相続登記・住所変更登記 申請の義務化について


こんにちは。みそら税理士法人 松原でございます。

2月10日に、法務大臣の諮問機関である法制審議会は、相続や住所・氏名を変更した時に不動産の登記

を義務付ける法改正案を答申しました。

これを受けて、政府は3月にも改正案を閣議決定、今国会で成立を目指し、2023年度にも改正法を施行

する予定です。

改正の概要について、背景を踏まえながらお伝えしたいと思います。

相続登記・住所変更登記の義務化 違反なら過料

上記の法改正案における最大のトピックスは、

 

・相続による取得を知ってから「3年以内」に登記申請をしなければならない

→ 違反すれば10万円以下の過料

・住所・氏名変更の場合は「2年以内」に登記申請をしなければならない

 違反すれば5万円以下の過料

 

という、罰則規定のある相続登記等の義務化が、規定されることです。

その背景には、空き家問題と所有者不明土地問題の存在があります。

この20年間で、空き家の数は倍増

近年、全国的に所有者が見つからない空き家問題が注目されていますが、別荘等の二次的住宅や賃貸又は

売却予定の建物などを除いた空き家は、平成10年(約182万戸)から平成30年(約348万戸)までの20年

間で約1.9倍に増加しています。(総務省「平成30年住宅・土地統計調査」)

本来空き家を管理すべき所有者が見つからないのは、相続登記を何らかの理由で行わずに放置したために、

登記が所有者の実態を示していないことが大きな原因とされています。

 

空き家は、防災上、衛生上、景観上などの点で地域に悪影響を及ぼすため、空き家の増加が社会問題と

なっています。

「所有者不明土地」とは

「所有者不明土地」とは、所有者不明土地の利用の円滑化等に関する特別措置法(所有者不明土地法)の

定義では、「相当な努力が払われたと認められるものとして政令で定める方法により探索を行ってもなお

その所有者の全部又は一部を確知することができない一筆の土地」のことをいいます。

 

2017年の所有者不明土地問題研究会(一般財団法人国土計画協会)によれば、

「2016年(平成28年)時点の登記簿上の所有者の所在が不明な土地は、全体の約20%にのぼり、その土地

面積は、地籍調査を活用した推計で約410万haあり、九州本島(土地面積:約367万ha)以上に存在。

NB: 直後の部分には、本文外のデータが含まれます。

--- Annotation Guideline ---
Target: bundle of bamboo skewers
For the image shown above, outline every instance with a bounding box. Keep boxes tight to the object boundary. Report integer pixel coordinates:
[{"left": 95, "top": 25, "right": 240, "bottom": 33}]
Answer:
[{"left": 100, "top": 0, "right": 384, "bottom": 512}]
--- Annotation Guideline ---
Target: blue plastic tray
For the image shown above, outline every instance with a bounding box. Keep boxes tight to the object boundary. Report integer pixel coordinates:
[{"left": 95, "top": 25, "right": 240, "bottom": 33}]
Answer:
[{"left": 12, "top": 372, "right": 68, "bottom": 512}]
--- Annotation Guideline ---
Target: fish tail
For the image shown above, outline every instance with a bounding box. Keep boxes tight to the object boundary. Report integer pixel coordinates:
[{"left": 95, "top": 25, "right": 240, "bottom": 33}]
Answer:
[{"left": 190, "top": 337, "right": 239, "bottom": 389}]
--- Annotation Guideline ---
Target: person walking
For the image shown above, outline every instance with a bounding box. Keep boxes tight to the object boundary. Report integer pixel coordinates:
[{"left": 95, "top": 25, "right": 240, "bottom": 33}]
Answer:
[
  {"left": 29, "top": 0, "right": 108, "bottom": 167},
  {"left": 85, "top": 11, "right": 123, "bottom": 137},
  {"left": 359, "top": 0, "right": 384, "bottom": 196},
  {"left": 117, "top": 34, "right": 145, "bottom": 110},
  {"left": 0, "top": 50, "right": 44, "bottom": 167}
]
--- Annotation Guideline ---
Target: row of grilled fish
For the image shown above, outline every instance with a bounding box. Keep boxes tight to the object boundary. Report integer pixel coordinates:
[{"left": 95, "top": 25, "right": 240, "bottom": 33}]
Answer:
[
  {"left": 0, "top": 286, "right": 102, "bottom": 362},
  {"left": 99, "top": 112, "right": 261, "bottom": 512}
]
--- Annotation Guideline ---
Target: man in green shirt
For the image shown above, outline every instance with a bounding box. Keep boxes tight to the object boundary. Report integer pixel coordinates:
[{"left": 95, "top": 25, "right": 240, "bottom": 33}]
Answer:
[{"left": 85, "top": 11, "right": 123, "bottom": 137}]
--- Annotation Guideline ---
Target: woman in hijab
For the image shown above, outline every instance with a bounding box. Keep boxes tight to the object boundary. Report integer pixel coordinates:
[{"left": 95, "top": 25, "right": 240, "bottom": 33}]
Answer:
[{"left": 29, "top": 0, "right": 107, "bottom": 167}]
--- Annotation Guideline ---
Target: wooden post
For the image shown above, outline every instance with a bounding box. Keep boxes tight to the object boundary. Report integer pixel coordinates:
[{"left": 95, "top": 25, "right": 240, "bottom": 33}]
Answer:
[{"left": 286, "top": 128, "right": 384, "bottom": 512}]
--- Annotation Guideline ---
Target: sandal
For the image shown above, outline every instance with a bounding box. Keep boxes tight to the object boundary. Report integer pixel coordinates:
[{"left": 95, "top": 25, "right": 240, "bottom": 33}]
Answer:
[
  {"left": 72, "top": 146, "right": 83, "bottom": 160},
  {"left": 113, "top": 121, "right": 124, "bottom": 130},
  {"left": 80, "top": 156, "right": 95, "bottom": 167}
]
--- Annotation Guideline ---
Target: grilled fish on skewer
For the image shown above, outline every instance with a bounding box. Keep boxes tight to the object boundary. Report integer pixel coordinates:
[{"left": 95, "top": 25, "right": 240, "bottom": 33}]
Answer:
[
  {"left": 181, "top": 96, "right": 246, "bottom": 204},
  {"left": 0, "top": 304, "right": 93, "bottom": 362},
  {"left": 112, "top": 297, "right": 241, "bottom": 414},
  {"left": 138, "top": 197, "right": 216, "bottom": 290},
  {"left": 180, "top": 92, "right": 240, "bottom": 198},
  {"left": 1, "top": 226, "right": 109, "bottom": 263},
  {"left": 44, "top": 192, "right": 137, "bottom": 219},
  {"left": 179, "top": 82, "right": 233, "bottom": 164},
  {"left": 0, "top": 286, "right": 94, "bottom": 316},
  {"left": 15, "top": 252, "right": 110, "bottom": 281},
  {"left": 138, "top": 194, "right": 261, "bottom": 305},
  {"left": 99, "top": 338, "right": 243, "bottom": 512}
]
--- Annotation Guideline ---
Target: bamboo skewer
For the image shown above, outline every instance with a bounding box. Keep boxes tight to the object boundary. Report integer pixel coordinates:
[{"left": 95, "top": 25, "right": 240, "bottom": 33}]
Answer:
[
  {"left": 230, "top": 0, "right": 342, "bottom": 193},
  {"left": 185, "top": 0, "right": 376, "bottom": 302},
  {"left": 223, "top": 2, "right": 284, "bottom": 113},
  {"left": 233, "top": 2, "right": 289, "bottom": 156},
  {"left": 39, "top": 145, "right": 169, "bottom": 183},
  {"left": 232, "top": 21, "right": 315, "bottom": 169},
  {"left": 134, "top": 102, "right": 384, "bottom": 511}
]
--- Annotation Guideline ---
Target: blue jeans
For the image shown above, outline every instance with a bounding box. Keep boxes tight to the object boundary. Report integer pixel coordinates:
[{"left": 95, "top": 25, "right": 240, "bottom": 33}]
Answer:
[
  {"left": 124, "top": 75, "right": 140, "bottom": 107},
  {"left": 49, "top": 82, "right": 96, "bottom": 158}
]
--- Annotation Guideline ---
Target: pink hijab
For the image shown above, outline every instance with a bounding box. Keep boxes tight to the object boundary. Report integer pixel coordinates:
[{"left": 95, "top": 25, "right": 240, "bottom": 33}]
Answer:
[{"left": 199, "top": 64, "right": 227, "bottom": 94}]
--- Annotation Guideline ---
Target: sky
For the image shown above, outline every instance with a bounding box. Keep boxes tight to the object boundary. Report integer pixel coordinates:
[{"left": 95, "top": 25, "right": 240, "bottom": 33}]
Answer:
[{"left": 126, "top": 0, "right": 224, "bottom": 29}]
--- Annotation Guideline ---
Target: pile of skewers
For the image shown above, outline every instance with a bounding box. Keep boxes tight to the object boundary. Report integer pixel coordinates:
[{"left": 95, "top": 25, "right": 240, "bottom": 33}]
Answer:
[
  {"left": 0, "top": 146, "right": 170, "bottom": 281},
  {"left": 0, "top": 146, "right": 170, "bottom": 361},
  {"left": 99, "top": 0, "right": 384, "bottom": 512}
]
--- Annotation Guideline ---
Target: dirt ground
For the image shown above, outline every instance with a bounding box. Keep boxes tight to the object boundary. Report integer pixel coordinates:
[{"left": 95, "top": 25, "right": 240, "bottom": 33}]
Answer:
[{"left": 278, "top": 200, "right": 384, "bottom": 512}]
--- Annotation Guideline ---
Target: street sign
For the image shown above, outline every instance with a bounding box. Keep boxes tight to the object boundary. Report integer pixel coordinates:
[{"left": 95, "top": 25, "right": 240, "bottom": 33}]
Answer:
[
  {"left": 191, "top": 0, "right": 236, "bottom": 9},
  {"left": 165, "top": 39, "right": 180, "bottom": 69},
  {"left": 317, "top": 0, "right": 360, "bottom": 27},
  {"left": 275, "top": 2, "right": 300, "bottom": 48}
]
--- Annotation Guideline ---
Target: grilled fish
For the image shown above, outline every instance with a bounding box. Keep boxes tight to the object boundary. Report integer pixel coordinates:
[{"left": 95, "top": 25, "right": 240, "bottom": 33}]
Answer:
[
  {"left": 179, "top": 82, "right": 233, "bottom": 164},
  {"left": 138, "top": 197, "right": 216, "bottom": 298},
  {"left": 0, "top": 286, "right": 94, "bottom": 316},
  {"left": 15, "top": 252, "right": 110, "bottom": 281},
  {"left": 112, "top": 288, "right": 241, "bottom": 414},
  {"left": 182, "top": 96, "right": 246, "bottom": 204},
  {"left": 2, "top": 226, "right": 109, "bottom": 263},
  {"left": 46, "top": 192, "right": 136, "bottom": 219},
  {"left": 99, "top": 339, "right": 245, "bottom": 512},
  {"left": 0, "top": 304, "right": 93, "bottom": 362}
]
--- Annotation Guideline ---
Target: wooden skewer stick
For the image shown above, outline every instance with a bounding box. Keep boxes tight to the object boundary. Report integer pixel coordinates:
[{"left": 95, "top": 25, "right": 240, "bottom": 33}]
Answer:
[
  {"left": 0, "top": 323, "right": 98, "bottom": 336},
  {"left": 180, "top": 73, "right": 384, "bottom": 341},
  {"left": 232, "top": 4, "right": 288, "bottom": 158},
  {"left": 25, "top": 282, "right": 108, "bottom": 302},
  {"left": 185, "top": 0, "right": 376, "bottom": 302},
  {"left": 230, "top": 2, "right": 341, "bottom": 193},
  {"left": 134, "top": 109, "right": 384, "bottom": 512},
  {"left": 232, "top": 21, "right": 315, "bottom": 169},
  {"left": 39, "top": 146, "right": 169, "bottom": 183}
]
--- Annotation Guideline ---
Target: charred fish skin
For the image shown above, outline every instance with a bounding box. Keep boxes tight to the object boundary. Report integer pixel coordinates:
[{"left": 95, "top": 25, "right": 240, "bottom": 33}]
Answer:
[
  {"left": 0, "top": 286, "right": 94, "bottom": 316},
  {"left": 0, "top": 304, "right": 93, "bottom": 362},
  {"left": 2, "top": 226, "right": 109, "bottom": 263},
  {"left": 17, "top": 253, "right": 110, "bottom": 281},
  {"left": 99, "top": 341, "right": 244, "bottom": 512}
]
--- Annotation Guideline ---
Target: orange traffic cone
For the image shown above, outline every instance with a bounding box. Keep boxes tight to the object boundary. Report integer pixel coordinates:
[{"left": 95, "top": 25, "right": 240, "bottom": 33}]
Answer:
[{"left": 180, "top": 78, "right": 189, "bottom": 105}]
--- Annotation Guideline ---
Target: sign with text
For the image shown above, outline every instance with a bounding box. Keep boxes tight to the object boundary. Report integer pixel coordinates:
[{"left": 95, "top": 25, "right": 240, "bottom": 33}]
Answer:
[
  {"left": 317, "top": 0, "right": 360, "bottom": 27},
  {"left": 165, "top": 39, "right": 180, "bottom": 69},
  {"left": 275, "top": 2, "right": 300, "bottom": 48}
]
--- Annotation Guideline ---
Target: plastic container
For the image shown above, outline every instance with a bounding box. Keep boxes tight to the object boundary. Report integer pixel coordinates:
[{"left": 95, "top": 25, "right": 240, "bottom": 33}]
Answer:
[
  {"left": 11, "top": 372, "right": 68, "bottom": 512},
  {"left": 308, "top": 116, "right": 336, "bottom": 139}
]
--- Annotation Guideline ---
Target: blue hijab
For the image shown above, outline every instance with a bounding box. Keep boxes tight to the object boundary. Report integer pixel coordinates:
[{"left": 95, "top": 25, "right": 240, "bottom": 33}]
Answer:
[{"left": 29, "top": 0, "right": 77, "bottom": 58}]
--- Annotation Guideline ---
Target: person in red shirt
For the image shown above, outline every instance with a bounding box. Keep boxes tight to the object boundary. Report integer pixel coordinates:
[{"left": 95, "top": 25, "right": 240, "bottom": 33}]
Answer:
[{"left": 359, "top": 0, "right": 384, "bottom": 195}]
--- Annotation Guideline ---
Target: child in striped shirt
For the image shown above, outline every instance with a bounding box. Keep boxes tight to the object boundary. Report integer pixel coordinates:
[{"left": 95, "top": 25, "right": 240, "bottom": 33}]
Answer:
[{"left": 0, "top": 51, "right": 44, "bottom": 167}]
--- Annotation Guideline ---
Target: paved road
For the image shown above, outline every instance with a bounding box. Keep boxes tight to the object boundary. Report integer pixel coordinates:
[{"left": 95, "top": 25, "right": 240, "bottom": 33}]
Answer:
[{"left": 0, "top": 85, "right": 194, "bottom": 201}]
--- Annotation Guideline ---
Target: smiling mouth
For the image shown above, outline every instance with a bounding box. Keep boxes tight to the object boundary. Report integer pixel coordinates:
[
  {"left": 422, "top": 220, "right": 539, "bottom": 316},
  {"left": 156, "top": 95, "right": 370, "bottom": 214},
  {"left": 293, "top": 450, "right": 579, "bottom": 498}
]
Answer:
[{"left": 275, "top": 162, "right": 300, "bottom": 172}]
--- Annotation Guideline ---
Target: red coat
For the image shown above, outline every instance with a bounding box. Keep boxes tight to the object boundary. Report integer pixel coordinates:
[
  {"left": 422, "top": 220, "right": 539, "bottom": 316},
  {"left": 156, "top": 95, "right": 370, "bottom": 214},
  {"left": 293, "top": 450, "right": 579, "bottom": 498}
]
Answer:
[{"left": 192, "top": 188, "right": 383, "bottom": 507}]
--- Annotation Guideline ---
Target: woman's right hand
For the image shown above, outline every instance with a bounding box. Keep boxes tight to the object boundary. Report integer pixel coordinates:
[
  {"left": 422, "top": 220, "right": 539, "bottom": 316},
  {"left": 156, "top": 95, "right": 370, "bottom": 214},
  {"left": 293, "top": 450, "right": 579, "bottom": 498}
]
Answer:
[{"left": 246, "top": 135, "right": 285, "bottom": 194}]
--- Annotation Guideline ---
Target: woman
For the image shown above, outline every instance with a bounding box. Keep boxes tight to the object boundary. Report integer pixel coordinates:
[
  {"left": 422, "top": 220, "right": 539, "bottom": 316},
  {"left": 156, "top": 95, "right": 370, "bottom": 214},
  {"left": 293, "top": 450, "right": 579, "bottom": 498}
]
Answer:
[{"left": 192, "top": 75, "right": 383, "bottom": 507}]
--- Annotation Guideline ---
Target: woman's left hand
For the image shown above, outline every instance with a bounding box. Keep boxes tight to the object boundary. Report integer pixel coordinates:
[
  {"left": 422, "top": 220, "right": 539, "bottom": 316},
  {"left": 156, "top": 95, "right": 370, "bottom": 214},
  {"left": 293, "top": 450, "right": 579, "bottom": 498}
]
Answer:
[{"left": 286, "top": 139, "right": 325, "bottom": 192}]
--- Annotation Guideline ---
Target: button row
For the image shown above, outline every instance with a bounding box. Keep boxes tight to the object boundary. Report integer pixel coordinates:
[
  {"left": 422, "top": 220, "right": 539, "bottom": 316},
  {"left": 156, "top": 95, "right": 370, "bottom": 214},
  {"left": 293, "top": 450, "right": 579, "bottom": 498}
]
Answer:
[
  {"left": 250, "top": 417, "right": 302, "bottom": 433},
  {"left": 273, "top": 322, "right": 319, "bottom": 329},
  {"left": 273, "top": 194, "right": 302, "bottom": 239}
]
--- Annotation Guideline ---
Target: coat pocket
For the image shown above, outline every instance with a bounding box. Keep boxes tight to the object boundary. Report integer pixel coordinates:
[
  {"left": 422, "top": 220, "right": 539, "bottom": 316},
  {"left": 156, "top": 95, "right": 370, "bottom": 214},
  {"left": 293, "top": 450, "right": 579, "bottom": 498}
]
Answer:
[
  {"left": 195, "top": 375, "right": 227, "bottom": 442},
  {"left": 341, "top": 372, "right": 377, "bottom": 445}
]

また、所有者不明土地による経済的損失は、2016年単年で約1,800億円、2040年までの所有者不明土地面

積の増加等を考慮すると、2016年から2040年の累積では、少なくとも約6兆円と試算。」

という、衝撃的な報告がされました。

 

このような所有者不明土地の主な発生原因としては、

① 相続発生後も、死亡した者が登記記録上の所有者のまま(相続未登記)    約66.7%

② 住所が変更されているが、登記記録に反映されていない(住所変更未登記)  約32.4%

(国土交通省「平成28年度地籍調査における土地所有者等に関する調査」)

となっています。

まとめ

今回の法改正案では、上記の相続登記・住所変更登記の義務化以外にも、

・相続人の登記手続きの負担を減らすため、相続人のうち一人の申し出でも登記ができるようにする。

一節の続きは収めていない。